McGrew was angry. He felt like he had been used so Hall could get his name in the press. The NTSB staff knew all the details about the Air France rudder kick. Either they didn’t tell Hall or Hall conveniently ignored it so he could land a few punches on Boeing. McGrew did not like the fact that politicians were getting involved in plane crash investigations. The NTSB was becoming a political beast, under enormous pressure to come up with an answer. And McGrew was not sure they would come up with the correct answer.

As the hearing concluded, reporters gathered around Haueter and Hall to get their reactions to the week. Haueter had consistently told the press that he was confident he could solve the mystery. A reporter asked how he could be so confident with so little good evidence.

“It’s based on experience and the data available,” Haueter said. “I’ve seen two other accidents I’ve worked on where I had much less data than this, much less help than this, and we determined probable cause very definitively. I can’t say I identified any new alleys [to investigate] this week… but there are a lot of avenues available that have to be fully explored.”

As McGrew returned to his office in Renton, he was more confident than ever that nothing was wrong with his airplane. It bothered him that critics were saying Boeing might be covering up a hidden flaw in the plane. McGrew said he felt no pressure from lawyers or anyone else to protect the plane. If the 737 had a flaw, Boeing wanted to find it.

McGrew approached that mission with vigor. He spent hours reading reports on the crash and led daily meetings of Boeing engineers. Ninety-five Boeing employees had worked 42,000 hours on the investigation, with twenty-three of them dedicated to it full-time. It had cost Boeing $1.5 million. McGrew had become obsessed with the crash. Occasionally, he awoke at 3 A.M. with questions about a theory, crawled out of bed, put on his bathrobe, and went downstairs to his home computer. He would pull up a spreadsheet of 427’s flight data and try adjusting ratios and parameters to see what effect they would have. Then he would go into the office that morning and ask one of his engineers to try a new computer run.

He kept a list of theories titled “Items Under Consideration.” It had eighty-five possibilities, including everything from bird strikes to thrust reversers. All but eleven had been ruled out. Many of those eleven were long-shot theories that were likely to be disproved by future tests. The investigation had largely become a tug-of-war between two theories—a rudder system malfunction and a mistake by the pilots.
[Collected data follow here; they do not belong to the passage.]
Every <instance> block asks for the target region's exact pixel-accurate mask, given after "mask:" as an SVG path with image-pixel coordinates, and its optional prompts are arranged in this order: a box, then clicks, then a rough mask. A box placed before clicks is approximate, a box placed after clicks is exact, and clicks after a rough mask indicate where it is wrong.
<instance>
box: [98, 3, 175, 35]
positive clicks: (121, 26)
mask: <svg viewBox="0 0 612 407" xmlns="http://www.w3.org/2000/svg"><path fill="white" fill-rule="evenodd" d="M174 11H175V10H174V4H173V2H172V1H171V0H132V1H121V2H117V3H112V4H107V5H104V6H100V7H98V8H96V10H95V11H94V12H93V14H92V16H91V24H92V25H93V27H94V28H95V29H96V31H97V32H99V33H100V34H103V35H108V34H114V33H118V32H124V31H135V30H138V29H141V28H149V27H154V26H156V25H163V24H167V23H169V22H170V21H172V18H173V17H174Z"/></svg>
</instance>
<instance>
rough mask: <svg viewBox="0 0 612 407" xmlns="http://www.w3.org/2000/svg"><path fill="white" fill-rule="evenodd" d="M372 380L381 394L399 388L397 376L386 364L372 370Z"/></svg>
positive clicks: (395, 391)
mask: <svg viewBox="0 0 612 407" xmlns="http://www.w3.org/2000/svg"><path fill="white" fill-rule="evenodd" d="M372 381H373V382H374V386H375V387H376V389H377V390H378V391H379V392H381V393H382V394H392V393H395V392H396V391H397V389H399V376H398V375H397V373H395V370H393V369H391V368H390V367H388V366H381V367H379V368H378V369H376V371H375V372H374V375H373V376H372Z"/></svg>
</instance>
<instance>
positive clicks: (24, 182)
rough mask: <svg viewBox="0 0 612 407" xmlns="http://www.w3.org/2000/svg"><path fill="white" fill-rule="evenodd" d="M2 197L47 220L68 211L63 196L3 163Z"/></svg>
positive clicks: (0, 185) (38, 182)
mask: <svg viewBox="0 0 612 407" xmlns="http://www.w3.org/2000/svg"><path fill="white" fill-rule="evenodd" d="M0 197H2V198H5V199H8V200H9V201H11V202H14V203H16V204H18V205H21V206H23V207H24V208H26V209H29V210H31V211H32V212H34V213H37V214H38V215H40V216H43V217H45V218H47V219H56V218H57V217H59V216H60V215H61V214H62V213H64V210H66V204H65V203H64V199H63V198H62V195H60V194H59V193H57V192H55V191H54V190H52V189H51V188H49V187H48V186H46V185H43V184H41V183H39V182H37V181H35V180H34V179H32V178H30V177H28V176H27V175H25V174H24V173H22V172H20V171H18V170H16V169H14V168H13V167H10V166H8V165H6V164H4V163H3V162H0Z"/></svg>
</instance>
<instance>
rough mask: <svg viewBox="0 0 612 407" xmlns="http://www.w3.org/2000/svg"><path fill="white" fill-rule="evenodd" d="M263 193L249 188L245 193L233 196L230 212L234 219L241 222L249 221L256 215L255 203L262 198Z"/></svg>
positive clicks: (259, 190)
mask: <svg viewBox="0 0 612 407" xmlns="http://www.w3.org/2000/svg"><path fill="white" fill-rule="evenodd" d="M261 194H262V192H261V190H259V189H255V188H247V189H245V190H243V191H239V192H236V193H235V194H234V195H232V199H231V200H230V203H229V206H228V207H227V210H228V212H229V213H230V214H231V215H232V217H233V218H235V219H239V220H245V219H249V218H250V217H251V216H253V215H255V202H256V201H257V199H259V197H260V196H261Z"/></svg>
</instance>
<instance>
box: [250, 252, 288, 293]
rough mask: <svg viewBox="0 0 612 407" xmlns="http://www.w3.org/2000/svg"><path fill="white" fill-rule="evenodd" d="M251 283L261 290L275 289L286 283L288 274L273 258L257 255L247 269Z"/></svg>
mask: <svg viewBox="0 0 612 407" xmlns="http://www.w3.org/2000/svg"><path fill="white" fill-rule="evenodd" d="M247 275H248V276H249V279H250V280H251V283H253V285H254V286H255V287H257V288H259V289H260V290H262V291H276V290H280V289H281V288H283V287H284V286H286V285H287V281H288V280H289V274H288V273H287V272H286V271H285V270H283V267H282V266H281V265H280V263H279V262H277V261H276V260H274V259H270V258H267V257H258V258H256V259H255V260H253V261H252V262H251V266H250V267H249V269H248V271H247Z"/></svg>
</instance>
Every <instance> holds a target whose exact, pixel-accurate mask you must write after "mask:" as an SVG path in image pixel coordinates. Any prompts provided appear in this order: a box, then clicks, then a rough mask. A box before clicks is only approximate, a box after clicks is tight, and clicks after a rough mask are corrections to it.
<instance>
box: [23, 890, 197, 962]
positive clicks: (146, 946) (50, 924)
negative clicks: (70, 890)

From the start, McGrew had been open to the possibility that something was wrong with the 737. That was the classic engineer’s approach, to consider every possible failure mode of your creation. That’s why redundancy is such an important concept in aircraft design. If something fails, there is at least one backup, often two. The rudder system had lots of redundancy. Every lever inside the power control unit had a second lever that moved in concert, in case one should break. In the valve itself there were two slides in case one should jam. It was powered by two hydraulic systems in case one should fail. And there was a standby actuator with its own valve in case the main PCU stopped working.

But McGrew’s plane had come up clean. Test after test failed to find anything wrong with the 737 rudder system. The PCU would not reverse, the valve didn’t leak, and there were no marks to indicate that it had jammed. The hydraulic fluid from the USAir plane had been dirtier than it was supposed to be, but tests found that made no difference. You could make the fluid as thick as Dijon mustard and the valve could still do the job. The bottom line, as summed up by Phillips in his report, was that the PCU was “capable of performing its intended functions.” Besides, the worldwide fleet of 737s had an extraordinary twenty-seven-year record, with 65 million flight hours and an extremely low crash rate. If there was a flaw in the rudder system, it would have shown up years earlier. McGrew felt it was time to take a closer look at the human part of the equation—the pilots.